For many, the thought of California throws up bright images of sunshine, clear seas and blue skies.
But for people living in Imperial County in the south-east of the state, a life filled with a fear of asthma and allergies offers a more realistic vision.
It is a land where the air is a toxic mix of vehicle fumes, pesticide plumes and factory emissions
While endless vaporised dust rising from Salton Sea, a landlocked lake, haunts those who live nearby.
Resident Noemí Vázquez keeps inhalers in most rooms in her house and a few years ago when the air was especially thick she woke up unable to breathe or speak.
She said: “If my husband wasn’t sleeping next to me that night, I would have passed away."
The sea, California's largest lake, has been shrinking for many decades and exposing harmful elements such as powdery arsenic, reports the Guardian.
Hospitalisation rates for asthmatic children near the lake are double the state's average - while adult asthma rates are some of the highest in the state.
Another local, Amor García, said: “No one warned us it would be so bad for our health.
"On muggy mid-summer days, temperatures here creep up to 120F and the desert streams with a brown vapor.
"The sea steams up a sulphurous stench."
Amor fears that the place will become unliveable in years to come if nothing is done about the rising pollution.
Experts have predicted that Salton Sea, which formed in 1905, could worryingly reduce its volume by 75% by 2030, which would only make allergies and asthma worse in the area.
At one time, the sea was a tourist hub and attracted celebrities such as the Marx Brothers, Bing Crosby and Frank Sinatra.
President Eisenhower even used to play golf nearby.
But climate factors such as drought and a growing demand for water in southern California has precipitated the ongoing demise of Salton Sea.
By the 1990s it had begun to shrink and increase in salinity, killing huge amounts of fish in the process.
It also gave rise to noxious algal blooms and tens of thousands of birds have been killed through poisoning or dying of hunger.
Miriam Juárez has lived there most of her life and called the odour emitting from the sea "repugnant".
Imperial county was one of the the state's most affected areas during the Covid pandemic but for some residents it meant the chance to stay indoors and wear masks, which has helped soften allergies and asthma.
At one day care centre near the sea, most of the children come equipped with their own medical bags, including inhalers and allergy pills.
One child suffered so badly that he was constantly in and out of hospital as a toddler.

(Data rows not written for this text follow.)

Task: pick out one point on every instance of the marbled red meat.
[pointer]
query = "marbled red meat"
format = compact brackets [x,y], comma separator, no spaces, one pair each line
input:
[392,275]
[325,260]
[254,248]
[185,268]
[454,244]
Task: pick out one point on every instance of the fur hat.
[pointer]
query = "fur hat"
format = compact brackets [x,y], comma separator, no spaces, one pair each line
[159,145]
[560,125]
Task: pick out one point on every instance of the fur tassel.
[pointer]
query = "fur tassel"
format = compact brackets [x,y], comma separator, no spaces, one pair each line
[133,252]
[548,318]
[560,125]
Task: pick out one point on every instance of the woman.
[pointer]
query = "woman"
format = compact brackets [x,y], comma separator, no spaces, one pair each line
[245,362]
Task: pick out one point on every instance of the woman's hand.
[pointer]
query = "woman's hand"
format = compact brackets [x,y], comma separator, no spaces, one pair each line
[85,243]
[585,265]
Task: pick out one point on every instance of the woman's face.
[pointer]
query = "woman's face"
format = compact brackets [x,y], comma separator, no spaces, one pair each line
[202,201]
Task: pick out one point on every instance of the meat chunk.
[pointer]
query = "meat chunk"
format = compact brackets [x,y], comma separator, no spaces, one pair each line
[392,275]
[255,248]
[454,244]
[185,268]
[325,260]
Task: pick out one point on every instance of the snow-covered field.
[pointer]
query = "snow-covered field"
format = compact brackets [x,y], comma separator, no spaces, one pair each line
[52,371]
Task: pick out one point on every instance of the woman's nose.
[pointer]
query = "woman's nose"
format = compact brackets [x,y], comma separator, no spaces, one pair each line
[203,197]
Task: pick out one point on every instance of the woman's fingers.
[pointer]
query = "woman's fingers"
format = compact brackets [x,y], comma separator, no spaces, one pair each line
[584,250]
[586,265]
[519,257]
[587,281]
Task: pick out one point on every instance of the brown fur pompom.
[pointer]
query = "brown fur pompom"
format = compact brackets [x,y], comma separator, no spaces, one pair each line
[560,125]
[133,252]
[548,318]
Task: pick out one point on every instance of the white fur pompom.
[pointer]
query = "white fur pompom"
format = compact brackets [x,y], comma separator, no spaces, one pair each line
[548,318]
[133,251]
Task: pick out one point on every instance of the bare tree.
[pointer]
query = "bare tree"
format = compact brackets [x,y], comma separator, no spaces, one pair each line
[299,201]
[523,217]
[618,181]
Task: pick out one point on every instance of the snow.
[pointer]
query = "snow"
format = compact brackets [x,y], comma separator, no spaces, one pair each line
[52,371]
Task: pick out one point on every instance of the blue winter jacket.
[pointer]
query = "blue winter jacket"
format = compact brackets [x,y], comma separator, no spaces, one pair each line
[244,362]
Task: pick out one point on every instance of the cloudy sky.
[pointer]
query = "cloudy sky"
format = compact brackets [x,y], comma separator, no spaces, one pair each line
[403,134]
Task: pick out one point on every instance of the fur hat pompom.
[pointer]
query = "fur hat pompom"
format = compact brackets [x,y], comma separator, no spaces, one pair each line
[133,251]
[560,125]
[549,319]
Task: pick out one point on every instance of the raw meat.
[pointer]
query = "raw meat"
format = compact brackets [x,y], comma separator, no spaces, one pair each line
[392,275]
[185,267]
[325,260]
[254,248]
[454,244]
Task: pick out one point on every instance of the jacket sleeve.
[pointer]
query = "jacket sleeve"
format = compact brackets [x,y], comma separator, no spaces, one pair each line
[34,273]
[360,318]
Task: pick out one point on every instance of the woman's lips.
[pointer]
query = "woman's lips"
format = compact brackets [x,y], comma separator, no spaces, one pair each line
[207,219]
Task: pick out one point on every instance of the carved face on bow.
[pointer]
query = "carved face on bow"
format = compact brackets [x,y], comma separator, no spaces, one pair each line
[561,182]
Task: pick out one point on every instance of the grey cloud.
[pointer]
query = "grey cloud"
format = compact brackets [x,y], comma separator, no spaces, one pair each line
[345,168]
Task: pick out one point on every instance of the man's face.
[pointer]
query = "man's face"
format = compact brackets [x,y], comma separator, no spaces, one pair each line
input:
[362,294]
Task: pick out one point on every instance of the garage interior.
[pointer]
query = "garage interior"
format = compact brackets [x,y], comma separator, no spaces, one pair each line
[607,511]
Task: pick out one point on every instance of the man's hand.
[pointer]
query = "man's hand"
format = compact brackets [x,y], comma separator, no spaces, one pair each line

His mother said: “I don’t think he remembers being in the hospital.
“But I think it was traumatic.”
A surge in demand for the likes of electric cars has galvanised interest from energy companies in extracting lithium around the sea for use in batteries.
Building such a plant could help pump vital money into the region's declining economy.
The Californian state has also begun a $206m to reinstate a liveable habit for the fish and birds around the edge of the sea.
But Ryan Sinclair, a professor of public health at Loma Linda University, fears that environmental and health issues in the area are only going to get worse "with more climate change and more desertification and drought".